Called Black Sunday, it was the worst violence against Assyrians since the liberation of Iraq in April, 2003. It mobilized Assyrians worldwide, who held simultaneous demonstrations in 20 cities around the world on November 8, 2010.

Pictures of the Black Sunday Massacre.
Full coverage of the Black Sunday Massacre.

The attack was one in a long series of attacks against the Assyrians (also known as Chaldeans and Syriacs) in Iraq. Since June 26, 2004, when the first church was bombed, Assyrians have been subject to a low grade genocide perpetrated by Shiite and Sunni Muslims, as well as Kurds (report). 70 churches have been bombed since June 2004, 4 since Black Sunday. Thousands of Assyrians have been killed and nearly one half of Assyrians have fled to Syria and Jordan.

The over-whelming majority of the attacks against Assyrians in Iraq have been by Jihadists (with a small percentage related to the cottage industry of kidnapping for ransom). In an atmosphere of rising Muslim fundamentalism across the Middle East, Assyrians and other Christians have been targeted by Muslims.
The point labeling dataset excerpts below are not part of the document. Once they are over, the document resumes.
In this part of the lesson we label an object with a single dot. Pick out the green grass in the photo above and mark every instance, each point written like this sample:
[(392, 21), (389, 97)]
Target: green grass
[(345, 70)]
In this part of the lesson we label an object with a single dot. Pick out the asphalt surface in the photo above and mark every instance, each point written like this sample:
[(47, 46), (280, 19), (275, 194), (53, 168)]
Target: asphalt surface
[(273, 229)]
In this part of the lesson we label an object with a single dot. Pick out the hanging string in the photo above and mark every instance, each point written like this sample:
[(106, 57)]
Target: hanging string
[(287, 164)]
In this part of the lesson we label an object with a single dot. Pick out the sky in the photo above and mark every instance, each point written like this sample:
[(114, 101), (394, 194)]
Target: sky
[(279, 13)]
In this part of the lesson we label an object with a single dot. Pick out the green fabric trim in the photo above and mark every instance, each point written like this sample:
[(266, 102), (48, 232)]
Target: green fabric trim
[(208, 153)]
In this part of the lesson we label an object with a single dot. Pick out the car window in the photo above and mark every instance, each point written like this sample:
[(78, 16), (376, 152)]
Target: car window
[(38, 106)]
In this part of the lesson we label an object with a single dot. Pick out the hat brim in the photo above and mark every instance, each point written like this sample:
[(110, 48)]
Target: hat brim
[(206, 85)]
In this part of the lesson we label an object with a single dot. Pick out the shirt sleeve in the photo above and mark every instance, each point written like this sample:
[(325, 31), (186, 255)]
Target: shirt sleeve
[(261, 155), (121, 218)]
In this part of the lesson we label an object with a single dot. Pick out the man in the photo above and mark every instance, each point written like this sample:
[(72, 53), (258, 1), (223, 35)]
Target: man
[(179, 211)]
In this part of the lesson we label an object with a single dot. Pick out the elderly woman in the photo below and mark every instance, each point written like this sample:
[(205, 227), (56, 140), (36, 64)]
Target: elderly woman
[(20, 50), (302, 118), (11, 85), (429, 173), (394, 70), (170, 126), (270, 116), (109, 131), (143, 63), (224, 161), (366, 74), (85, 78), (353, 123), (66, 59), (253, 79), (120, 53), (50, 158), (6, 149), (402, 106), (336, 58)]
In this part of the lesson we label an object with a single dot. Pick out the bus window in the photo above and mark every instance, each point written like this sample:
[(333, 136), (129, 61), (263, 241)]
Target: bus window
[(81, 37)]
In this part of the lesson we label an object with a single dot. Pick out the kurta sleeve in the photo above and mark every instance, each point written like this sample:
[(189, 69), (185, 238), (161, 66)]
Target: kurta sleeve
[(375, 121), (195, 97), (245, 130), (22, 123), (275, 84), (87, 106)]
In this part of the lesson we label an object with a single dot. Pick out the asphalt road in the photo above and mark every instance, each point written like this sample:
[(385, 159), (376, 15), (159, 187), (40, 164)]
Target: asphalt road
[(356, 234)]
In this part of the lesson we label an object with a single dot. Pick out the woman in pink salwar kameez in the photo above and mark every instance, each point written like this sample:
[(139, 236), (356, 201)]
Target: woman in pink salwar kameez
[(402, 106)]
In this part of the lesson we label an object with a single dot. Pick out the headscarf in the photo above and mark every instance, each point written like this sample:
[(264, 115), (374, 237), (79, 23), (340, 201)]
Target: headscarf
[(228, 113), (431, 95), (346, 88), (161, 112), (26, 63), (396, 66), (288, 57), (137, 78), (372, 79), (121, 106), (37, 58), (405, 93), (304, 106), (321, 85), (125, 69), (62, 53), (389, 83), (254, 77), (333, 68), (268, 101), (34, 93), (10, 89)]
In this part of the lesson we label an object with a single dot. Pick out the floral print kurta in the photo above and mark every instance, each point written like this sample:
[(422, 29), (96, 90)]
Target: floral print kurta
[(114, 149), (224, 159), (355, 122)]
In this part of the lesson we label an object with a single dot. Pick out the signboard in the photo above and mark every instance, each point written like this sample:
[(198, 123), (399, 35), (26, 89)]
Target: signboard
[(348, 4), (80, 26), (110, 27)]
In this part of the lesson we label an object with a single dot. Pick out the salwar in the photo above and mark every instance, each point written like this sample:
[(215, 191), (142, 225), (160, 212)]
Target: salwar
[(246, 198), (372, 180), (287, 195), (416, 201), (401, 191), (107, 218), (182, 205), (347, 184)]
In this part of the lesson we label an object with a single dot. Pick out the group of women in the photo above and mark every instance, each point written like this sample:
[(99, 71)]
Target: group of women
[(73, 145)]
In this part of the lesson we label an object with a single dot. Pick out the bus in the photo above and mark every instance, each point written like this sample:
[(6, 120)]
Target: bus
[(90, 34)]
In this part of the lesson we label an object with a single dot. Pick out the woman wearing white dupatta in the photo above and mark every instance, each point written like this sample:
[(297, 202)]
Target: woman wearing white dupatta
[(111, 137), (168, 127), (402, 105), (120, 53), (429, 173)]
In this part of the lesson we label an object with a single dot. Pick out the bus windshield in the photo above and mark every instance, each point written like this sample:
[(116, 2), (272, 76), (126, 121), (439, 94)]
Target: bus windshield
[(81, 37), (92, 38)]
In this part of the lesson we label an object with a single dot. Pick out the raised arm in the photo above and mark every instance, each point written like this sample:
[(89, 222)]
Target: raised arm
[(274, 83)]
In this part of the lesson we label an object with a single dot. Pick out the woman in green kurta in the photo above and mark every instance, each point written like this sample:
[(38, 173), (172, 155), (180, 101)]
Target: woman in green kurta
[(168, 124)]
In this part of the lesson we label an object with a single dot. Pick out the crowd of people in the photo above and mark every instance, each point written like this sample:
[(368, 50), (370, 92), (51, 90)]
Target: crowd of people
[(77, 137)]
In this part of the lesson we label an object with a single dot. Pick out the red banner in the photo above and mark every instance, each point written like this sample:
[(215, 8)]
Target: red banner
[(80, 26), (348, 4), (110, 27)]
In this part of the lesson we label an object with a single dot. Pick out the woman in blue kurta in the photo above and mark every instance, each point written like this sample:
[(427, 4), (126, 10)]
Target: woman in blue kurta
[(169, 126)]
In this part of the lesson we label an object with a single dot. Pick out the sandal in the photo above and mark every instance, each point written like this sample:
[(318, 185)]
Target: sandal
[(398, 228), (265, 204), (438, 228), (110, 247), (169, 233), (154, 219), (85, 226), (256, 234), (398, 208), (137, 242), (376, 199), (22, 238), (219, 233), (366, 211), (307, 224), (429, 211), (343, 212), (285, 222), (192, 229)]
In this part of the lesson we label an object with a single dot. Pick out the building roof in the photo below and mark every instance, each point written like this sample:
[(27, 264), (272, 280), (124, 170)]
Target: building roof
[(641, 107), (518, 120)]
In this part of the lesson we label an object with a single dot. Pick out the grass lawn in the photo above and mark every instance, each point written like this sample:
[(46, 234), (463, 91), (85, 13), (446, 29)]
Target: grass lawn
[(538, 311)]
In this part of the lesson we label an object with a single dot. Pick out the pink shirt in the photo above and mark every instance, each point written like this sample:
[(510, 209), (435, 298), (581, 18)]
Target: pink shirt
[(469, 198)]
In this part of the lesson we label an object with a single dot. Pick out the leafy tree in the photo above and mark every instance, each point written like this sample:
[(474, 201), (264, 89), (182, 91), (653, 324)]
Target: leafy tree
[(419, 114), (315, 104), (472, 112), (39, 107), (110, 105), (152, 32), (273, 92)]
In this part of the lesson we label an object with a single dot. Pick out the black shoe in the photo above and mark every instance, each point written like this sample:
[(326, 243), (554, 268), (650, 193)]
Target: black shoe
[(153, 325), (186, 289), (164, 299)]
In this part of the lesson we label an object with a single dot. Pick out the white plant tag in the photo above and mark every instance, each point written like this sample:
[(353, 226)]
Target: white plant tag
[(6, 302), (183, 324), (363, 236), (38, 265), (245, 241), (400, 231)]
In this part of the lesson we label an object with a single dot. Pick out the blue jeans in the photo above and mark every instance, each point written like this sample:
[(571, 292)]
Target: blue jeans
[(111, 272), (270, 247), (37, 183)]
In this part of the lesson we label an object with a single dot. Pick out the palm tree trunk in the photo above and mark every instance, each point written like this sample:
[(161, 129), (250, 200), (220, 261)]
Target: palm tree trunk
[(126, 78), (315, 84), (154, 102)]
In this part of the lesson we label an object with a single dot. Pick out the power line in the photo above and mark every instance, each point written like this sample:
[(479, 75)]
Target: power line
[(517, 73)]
When the Islamic State of Iraq (ISI), the Al-Qaeda affiliated group, carried out the Black Sunday Massacre, one of their demands made via telephone to Iraqi authorities was the release of Camelia Shehata, whom they believed had converted to Islam but was being held against her will in a monastery by the Coptic church of Egypt (AINA 11-12-2010).

The following video (with English subtitles), posted on January 5, 2011, is a statement by ISI. At the 1:00 mark, the narrator ties the Black Sunday massacre in Iraq to events in Egypt, specifically the alleged imprisonment by the Coptic Church of women who had converted to Islam. The narrator demands the release of the Egyptian woman in exchange for the release of the Assyrian parishioners held by ISI (AINA 11-4-2010). The video goes on to warn the Vatican to pressure the Coptic Church to release the "imprisoned" Muslim women "...otherwise death will come to you all, and will bring destruction to all Christians in the region."

The narrator says "Allah has granted us Jihad."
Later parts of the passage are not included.